The authors caution that if the glacier's current thinning rate persists, it will detach from the rocky ridge and rapidly retreat even more, although it is not yet clear when this might happen.
At the moment, the glacier divides Lago Argentino, the largest freshwater lake in the entire country.
But as the ice cover becomes thinner and lighter, the water of Lago Argentino gives the glacier more buoyancy. This buoyancy causes more ice to break off from the glacier terminus or 'tongue', further accelerating the retreat.
The study, published in the journal Nature Communications Earth and Environment, warns that the glacier 'may well be on the verge of collapse'.
Perito Moreno may now be following a similar pattern of other retreating calving glaciers in Patagonia, the geographical region at the southern end of South America.
'The glacier is undergoing its most substantial retreat in the past century as of the writing of this paper,' the team conclude.
The study follows the creation of a ' Global Glacier Casualty List ', which documents glaciers that are soon to disappear, or have already melted away.
Its creators warn that over three-quarters of global glacier mass is expected to disappear under present climate policies.
Global sea levels could rise as much as 10ft (3 metres) if the Thwaites Glacier in West Antarctica collapses.
Sea level rises threaten cities from Shanghai to London, to low-lying swathes of Florida or Bangladesh, and to entire nations such as the Maldives.
In the UK, for instance, a rise of 6.7ft (2 metres) or more may cause areas such as Hull, Peterborough, Portsmouth and parts of east London and the Thames Estuary at risk of becoming submerged.
The collapse of the glacier, which could begin with decades, could also submerge major cities such as New York and Sydney.
Parts of New Orleans, Houston and Miami in the south on the US would also be particularly hard hit.
A 2014 study looked by the union of concerned scientists looked at 52 sea level indicators in communities across the US.
It found tidal flooding will dramatically increase in many East and Gulf Coast locations, based on a conservative estimate of predicted sea level increases based on current data.
The results showed that most of these communities will experience a steep increase in the number and severity of tidal flooding events over the coming decades.
By 2030, more than half of the 52 communities studied are projected to experience, on average, at least 24 tidal floods per year in exposed areas, assuming moderate sea level rise projections. Twenty of these communities could see a tripling or more in tidal flooding events.
The mid-Atlantic coast is expected to see some of the greatest increases in flood frequency. Places such as Annapolis, Maryland and Washington, DC can expect more than 150 tidal floods a year, and several locations in New Jersey could see 80 tidal floods or more.

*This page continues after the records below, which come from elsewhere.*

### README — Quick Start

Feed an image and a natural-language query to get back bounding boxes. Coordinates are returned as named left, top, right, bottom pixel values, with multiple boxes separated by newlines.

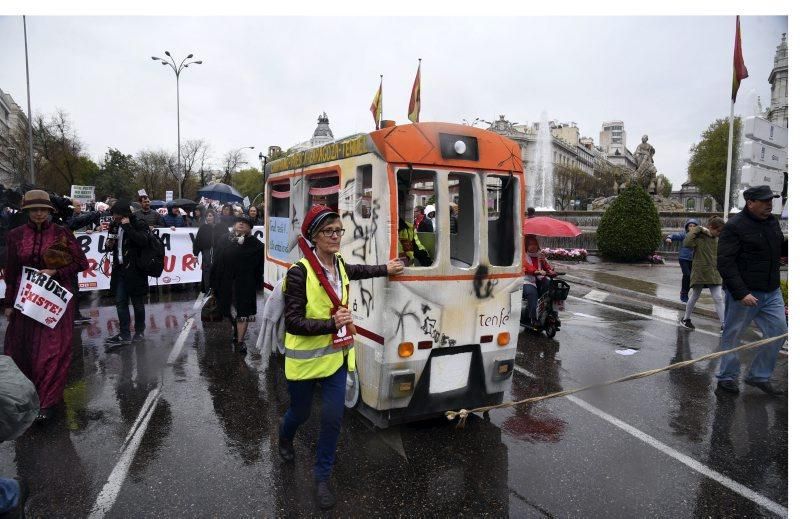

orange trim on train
left=389, top=272, right=521, bottom=281
left=369, top=123, right=523, bottom=172
left=267, top=168, right=342, bottom=184
left=267, top=256, right=293, bottom=269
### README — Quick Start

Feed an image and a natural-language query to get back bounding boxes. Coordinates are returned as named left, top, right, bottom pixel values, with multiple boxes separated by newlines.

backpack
left=136, top=231, right=166, bottom=278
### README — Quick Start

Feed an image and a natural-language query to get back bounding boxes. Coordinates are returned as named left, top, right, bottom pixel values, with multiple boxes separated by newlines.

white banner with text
left=0, top=226, right=264, bottom=297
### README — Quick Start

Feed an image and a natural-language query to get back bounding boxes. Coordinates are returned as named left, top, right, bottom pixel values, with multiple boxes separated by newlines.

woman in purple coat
left=4, top=189, right=89, bottom=422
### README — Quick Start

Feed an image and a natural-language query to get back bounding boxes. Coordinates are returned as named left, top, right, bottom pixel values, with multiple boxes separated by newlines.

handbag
left=43, top=236, right=73, bottom=270
left=200, top=292, right=222, bottom=323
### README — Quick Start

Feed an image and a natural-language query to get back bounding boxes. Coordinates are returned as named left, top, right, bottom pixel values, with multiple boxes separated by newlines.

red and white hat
left=300, top=205, right=339, bottom=240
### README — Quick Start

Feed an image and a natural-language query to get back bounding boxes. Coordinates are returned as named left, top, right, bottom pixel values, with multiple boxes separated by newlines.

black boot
left=317, top=479, right=336, bottom=510
left=278, top=420, right=294, bottom=462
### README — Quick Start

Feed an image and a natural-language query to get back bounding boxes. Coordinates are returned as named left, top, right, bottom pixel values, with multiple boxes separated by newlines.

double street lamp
left=151, top=50, right=203, bottom=198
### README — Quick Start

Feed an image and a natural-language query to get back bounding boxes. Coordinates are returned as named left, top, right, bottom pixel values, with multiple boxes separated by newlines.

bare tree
left=222, top=148, right=247, bottom=185
left=33, top=110, right=83, bottom=192
left=177, top=139, right=208, bottom=196
left=134, top=150, right=175, bottom=198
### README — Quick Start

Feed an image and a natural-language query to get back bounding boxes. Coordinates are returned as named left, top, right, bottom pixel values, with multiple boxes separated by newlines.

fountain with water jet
left=525, top=112, right=555, bottom=211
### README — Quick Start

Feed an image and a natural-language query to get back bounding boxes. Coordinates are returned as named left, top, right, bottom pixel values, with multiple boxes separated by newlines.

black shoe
left=0, top=478, right=29, bottom=519
left=317, top=480, right=336, bottom=510
left=278, top=434, right=294, bottom=462
left=717, top=380, right=739, bottom=395
left=678, top=319, right=694, bottom=330
left=744, top=379, right=786, bottom=396
left=106, top=334, right=131, bottom=348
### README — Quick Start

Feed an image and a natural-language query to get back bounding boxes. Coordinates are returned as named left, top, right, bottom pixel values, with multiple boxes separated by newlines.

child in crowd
left=680, top=216, right=725, bottom=330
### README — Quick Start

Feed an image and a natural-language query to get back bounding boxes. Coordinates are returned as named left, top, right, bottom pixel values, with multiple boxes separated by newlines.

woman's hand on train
left=333, top=306, right=353, bottom=329
left=386, top=259, right=405, bottom=276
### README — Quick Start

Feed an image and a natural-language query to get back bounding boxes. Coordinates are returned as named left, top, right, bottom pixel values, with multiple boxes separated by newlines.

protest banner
left=69, top=185, right=94, bottom=209
left=0, top=225, right=268, bottom=297
left=14, top=267, right=72, bottom=329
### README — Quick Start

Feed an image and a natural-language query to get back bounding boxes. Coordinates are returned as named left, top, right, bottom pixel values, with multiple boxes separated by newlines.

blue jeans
left=0, top=478, right=19, bottom=514
left=114, top=279, right=144, bottom=339
left=678, top=259, right=692, bottom=295
left=717, top=288, right=788, bottom=382
left=279, top=364, right=346, bottom=481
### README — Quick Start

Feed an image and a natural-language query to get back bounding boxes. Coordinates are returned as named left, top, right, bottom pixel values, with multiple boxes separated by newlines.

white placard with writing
left=14, top=267, right=72, bottom=329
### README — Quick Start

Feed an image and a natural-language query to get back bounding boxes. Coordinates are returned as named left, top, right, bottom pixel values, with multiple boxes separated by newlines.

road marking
left=89, top=387, right=161, bottom=519
left=575, top=292, right=719, bottom=337
left=651, top=305, right=681, bottom=322
left=167, top=317, right=194, bottom=365
left=566, top=395, right=789, bottom=517
left=583, top=290, right=611, bottom=303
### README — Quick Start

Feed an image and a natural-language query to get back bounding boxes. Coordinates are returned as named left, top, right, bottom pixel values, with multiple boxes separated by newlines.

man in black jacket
left=106, top=199, right=150, bottom=347
left=717, top=186, right=788, bottom=395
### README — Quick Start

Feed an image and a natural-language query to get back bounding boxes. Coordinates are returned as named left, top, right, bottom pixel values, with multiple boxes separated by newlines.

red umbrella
left=522, top=216, right=581, bottom=238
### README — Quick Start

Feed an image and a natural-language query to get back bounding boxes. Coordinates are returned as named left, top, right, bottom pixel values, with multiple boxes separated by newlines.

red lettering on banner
left=182, top=254, right=197, bottom=272
left=164, top=256, right=175, bottom=272
left=83, top=259, right=97, bottom=278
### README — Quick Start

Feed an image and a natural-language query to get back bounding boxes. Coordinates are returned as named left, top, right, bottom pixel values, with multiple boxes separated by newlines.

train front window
left=450, top=172, right=477, bottom=268
left=484, top=175, right=519, bottom=267
left=397, top=169, right=440, bottom=267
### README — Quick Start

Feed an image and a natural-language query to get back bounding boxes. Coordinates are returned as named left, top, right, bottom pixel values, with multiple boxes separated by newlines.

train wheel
left=544, top=321, right=558, bottom=339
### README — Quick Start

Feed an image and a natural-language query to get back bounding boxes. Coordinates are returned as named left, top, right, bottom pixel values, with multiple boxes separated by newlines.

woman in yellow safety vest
left=278, top=205, right=403, bottom=509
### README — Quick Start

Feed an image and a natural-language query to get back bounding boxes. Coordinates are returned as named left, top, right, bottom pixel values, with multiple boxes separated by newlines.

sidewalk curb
left=561, top=274, right=717, bottom=319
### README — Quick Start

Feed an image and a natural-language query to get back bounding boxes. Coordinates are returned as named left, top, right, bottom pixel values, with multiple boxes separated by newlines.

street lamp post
left=151, top=50, right=203, bottom=198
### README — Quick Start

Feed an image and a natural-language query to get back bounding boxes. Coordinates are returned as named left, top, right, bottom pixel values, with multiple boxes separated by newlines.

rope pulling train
left=444, top=333, right=789, bottom=429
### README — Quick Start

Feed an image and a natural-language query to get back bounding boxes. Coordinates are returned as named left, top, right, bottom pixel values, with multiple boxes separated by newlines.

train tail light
left=397, top=342, right=414, bottom=359
left=497, top=332, right=511, bottom=346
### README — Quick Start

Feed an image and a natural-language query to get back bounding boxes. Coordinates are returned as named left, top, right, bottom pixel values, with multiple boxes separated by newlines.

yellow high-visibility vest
left=283, top=254, right=356, bottom=380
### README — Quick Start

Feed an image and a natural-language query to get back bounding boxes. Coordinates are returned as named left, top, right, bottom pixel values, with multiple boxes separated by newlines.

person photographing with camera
left=106, top=199, right=150, bottom=348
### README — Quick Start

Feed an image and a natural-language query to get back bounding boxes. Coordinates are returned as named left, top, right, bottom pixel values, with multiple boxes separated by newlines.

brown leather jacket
left=283, top=263, right=387, bottom=335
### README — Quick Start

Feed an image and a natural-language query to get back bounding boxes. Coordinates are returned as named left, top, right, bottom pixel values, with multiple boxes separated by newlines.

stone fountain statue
left=633, top=135, right=660, bottom=195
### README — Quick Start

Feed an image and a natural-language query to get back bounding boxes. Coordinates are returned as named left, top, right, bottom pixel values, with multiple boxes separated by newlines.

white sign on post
left=14, top=267, right=72, bottom=329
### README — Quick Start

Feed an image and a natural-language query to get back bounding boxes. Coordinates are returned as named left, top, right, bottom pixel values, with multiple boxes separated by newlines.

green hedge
left=597, top=184, right=661, bottom=262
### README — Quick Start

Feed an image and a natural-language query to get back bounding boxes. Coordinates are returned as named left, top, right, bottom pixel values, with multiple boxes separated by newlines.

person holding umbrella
left=522, top=234, right=556, bottom=323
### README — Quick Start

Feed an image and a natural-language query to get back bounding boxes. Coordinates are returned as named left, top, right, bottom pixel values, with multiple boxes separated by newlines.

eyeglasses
left=320, top=229, right=344, bottom=238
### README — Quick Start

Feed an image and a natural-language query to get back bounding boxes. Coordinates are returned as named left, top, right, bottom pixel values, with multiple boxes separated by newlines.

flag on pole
left=408, top=59, right=422, bottom=123
left=369, top=74, right=383, bottom=130
left=731, top=16, right=747, bottom=102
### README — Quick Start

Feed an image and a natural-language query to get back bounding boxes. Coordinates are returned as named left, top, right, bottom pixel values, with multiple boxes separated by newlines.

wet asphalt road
left=0, top=286, right=788, bottom=517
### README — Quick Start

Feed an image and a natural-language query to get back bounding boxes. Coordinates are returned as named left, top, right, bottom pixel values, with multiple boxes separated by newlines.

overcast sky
left=0, top=16, right=787, bottom=189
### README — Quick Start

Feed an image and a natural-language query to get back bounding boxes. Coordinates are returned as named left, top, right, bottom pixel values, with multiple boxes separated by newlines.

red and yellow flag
left=731, top=16, right=747, bottom=102
left=408, top=60, right=422, bottom=123
left=369, top=75, right=383, bottom=130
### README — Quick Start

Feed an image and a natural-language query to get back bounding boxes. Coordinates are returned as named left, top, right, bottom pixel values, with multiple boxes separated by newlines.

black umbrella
left=170, top=198, right=198, bottom=211
left=197, top=184, right=244, bottom=202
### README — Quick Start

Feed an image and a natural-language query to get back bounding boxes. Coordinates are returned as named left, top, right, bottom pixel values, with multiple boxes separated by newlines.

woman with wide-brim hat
left=4, top=189, right=89, bottom=422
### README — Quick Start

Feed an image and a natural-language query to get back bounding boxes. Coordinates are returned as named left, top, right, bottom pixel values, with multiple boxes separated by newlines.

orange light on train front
left=497, top=332, right=511, bottom=346
left=397, top=342, right=414, bottom=359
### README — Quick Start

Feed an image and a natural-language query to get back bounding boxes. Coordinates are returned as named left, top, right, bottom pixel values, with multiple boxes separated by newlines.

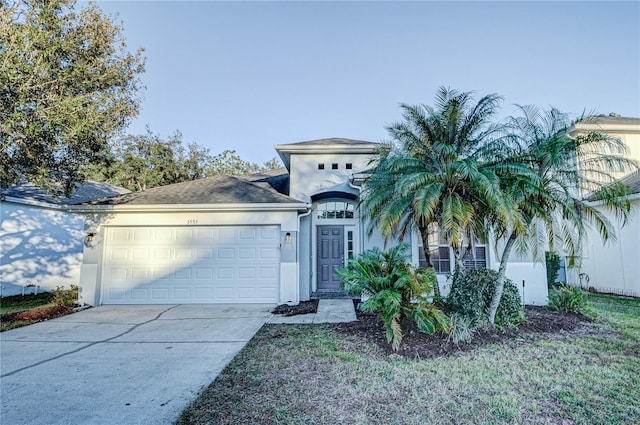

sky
left=90, top=1, right=640, bottom=164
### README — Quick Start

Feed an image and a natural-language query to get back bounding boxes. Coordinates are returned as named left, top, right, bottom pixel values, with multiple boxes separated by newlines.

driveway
left=0, top=304, right=273, bottom=425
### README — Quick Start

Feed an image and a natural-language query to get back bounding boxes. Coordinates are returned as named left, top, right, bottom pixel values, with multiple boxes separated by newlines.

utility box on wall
left=280, top=232, right=298, bottom=263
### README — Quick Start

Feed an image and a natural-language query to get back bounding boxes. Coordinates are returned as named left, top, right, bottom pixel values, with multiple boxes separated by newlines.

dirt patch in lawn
left=271, top=300, right=318, bottom=316
left=335, top=307, right=600, bottom=358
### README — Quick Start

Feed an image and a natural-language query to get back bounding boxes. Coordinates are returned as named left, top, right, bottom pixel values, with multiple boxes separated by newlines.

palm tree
left=361, top=88, right=518, bottom=295
left=486, top=106, right=637, bottom=324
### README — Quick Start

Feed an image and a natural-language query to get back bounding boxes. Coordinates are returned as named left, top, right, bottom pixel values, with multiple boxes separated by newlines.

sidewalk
left=267, top=299, right=357, bottom=324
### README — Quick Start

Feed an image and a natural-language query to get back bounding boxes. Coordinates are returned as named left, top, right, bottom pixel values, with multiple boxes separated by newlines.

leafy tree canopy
left=0, top=0, right=145, bottom=194
left=84, top=128, right=280, bottom=191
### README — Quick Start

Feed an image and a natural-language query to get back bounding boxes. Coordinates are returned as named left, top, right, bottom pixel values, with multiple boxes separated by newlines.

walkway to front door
left=317, top=226, right=344, bottom=290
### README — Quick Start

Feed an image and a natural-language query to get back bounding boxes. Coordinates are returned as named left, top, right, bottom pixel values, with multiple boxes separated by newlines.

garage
left=101, top=225, right=280, bottom=304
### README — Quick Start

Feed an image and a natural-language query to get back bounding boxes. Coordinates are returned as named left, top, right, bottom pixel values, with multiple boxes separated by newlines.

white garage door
left=102, top=226, right=280, bottom=304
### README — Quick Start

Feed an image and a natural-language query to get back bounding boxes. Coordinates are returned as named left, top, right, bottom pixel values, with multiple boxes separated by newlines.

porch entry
left=316, top=226, right=344, bottom=290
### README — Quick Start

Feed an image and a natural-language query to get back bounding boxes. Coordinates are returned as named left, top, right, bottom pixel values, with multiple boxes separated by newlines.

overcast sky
left=92, top=1, right=640, bottom=163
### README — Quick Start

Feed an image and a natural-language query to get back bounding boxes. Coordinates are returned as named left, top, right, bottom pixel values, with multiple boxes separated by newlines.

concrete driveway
left=0, top=305, right=273, bottom=425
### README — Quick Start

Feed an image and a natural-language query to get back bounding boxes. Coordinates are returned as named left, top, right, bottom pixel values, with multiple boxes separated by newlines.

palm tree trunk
left=418, top=226, right=441, bottom=297
left=488, top=232, right=516, bottom=326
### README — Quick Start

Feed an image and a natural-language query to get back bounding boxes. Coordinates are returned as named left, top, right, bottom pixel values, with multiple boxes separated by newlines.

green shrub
left=51, top=285, right=78, bottom=307
left=544, top=251, right=560, bottom=288
left=449, top=313, right=477, bottom=344
left=549, top=285, right=587, bottom=313
left=336, top=244, right=451, bottom=350
left=447, top=269, right=524, bottom=327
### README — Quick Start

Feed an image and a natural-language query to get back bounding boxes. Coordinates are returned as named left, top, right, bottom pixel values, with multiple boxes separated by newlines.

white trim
left=69, top=202, right=311, bottom=212
left=0, top=196, right=70, bottom=211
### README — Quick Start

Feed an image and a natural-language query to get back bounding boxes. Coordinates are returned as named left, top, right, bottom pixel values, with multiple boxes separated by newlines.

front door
left=317, top=226, right=344, bottom=290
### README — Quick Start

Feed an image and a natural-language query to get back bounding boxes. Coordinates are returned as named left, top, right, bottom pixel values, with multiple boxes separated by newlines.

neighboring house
left=76, top=138, right=547, bottom=305
left=0, top=182, right=128, bottom=296
left=567, top=113, right=640, bottom=297
left=573, top=173, right=640, bottom=297
left=569, top=112, right=640, bottom=179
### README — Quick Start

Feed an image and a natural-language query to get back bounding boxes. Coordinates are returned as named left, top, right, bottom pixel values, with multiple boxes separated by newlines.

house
left=74, top=138, right=546, bottom=305
left=573, top=173, right=640, bottom=297
left=0, top=182, right=128, bottom=296
left=567, top=113, right=640, bottom=297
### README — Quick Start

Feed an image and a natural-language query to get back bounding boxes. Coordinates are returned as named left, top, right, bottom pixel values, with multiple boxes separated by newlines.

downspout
left=349, top=175, right=365, bottom=254
left=296, top=204, right=313, bottom=303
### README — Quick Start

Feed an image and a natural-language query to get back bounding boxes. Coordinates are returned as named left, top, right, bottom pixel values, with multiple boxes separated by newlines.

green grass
left=0, top=292, right=54, bottom=316
left=178, top=296, right=640, bottom=424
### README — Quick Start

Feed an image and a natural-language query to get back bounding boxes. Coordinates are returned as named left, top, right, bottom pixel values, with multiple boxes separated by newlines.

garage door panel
left=103, top=226, right=280, bottom=304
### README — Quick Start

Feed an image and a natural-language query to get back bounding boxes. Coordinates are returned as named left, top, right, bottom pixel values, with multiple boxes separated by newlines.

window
left=462, top=245, right=487, bottom=269
left=429, top=245, right=451, bottom=273
left=418, top=229, right=487, bottom=274
left=611, top=137, right=625, bottom=173
left=317, top=201, right=355, bottom=219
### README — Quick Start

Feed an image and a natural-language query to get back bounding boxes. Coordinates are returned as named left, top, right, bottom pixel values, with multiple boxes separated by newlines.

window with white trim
left=317, top=201, right=355, bottom=219
left=418, top=230, right=487, bottom=274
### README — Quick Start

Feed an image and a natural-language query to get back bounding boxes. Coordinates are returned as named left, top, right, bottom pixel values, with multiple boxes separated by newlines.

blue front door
left=317, top=226, right=344, bottom=290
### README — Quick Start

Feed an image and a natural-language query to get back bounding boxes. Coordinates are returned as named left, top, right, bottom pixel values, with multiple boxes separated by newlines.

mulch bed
left=334, top=306, right=598, bottom=358
left=0, top=305, right=73, bottom=323
left=271, top=300, right=318, bottom=316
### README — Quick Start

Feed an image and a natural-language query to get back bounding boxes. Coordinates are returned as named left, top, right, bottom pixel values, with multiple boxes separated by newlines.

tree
left=84, top=127, right=212, bottom=191
left=487, top=106, right=637, bottom=324
left=0, top=0, right=145, bottom=194
left=361, top=88, right=516, bottom=294
left=208, top=149, right=262, bottom=176
left=83, top=127, right=280, bottom=191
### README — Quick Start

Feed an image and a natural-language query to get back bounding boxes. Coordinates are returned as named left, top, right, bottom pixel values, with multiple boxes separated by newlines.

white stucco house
left=74, top=138, right=547, bottom=305
left=566, top=113, right=640, bottom=297
left=573, top=174, right=640, bottom=297
left=0, top=182, right=128, bottom=296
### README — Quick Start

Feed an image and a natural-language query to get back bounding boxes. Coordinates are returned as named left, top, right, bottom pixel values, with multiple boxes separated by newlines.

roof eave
left=273, top=143, right=380, bottom=156
left=69, top=202, right=311, bottom=213
left=0, top=196, right=68, bottom=210
left=569, top=122, right=640, bottom=135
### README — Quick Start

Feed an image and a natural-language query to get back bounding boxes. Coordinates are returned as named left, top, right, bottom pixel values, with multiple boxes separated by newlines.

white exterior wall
left=574, top=197, right=640, bottom=297
left=437, top=242, right=549, bottom=305
left=487, top=238, right=549, bottom=305
left=0, top=201, right=84, bottom=296
left=289, top=153, right=374, bottom=202
left=80, top=211, right=300, bottom=305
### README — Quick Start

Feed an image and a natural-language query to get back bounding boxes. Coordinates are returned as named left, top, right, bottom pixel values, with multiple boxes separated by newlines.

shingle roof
left=0, top=181, right=129, bottom=205
left=576, top=115, right=640, bottom=125
left=91, top=176, right=300, bottom=205
left=243, top=167, right=289, bottom=195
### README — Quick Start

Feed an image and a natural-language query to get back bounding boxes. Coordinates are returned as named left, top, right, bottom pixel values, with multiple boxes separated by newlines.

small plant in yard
left=336, top=244, right=451, bottom=350
left=447, top=269, right=524, bottom=329
left=544, top=251, right=560, bottom=288
left=549, top=285, right=587, bottom=313
left=449, top=313, right=476, bottom=344
left=0, top=285, right=78, bottom=332
left=51, top=285, right=78, bottom=307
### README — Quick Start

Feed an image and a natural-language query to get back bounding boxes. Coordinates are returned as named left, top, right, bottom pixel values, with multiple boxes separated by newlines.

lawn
left=178, top=295, right=640, bottom=424
left=0, top=288, right=78, bottom=332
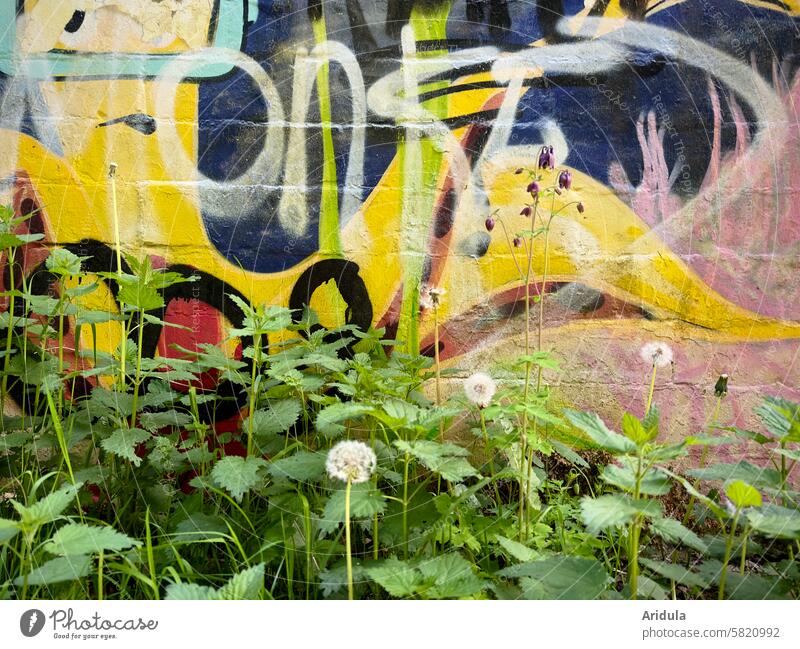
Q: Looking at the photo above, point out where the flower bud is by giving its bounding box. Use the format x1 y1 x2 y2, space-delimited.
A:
714 374 728 397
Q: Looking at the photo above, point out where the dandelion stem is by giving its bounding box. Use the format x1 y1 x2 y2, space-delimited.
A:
644 363 658 416
344 478 353 600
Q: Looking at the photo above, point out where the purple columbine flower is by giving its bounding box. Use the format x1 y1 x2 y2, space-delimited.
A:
539 146 550 169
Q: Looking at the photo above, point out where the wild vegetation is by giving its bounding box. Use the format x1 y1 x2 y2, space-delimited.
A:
0 161 800 599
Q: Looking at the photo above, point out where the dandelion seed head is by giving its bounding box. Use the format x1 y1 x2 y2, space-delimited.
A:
639 342 673 367
325 440 378 484
464 372 497 408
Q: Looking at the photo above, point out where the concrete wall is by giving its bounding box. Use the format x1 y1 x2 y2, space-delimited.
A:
0 0 800 435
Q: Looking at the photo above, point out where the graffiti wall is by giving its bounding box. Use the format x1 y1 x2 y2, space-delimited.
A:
0 0 800 432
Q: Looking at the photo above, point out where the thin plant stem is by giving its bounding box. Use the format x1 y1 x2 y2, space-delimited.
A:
717 507 742 600
108 167 128 390
478 408 500 511
344 478 353 600
644 363 658 416
433 298 444 442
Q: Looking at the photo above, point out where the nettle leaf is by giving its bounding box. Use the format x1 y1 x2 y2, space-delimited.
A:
211 455 268 501
687 461 781 489
366 557 423 597
725 480 762 509
164 583 219 601
88 387 133 417
316 401 372 437
244 399 303 437
14 555 92 586
497 554 611 599
497 536 539 561
269 451 327 482
44 523 141 556
747 504 800 539
171 512 230 543
581 494 638 534
320 482 386 533
639 557 711 590
417 553 485 599
0 518 20 545
622 412 658 446
139 410 192 432
581 494 661 534
100 428 152 466
217 563 264 600
394 440 480 482
11 482 83 529
636 575 669 599
650 518 708 553
564 408 636 453
600 458 672 496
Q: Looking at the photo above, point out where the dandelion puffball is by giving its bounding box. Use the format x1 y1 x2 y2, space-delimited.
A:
639 343 672 367
325 440 377 484
464 372 497 408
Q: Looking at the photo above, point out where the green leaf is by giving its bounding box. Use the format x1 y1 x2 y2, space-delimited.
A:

In the UK, a two metre (6.5 ft) rise by 2040 would see large parts of Kent almost completely submerged, according to the results of a paper published in Proceedings of the National Academy of Science in November 2016.
Areas on the south coast like Portsmouth, as well as Cambridge and Peterborough would also be heavily affected.
Cities and towns around the Humber estuary, such as Hull, Scunthorpe and Grimsby would also experience intense flooding.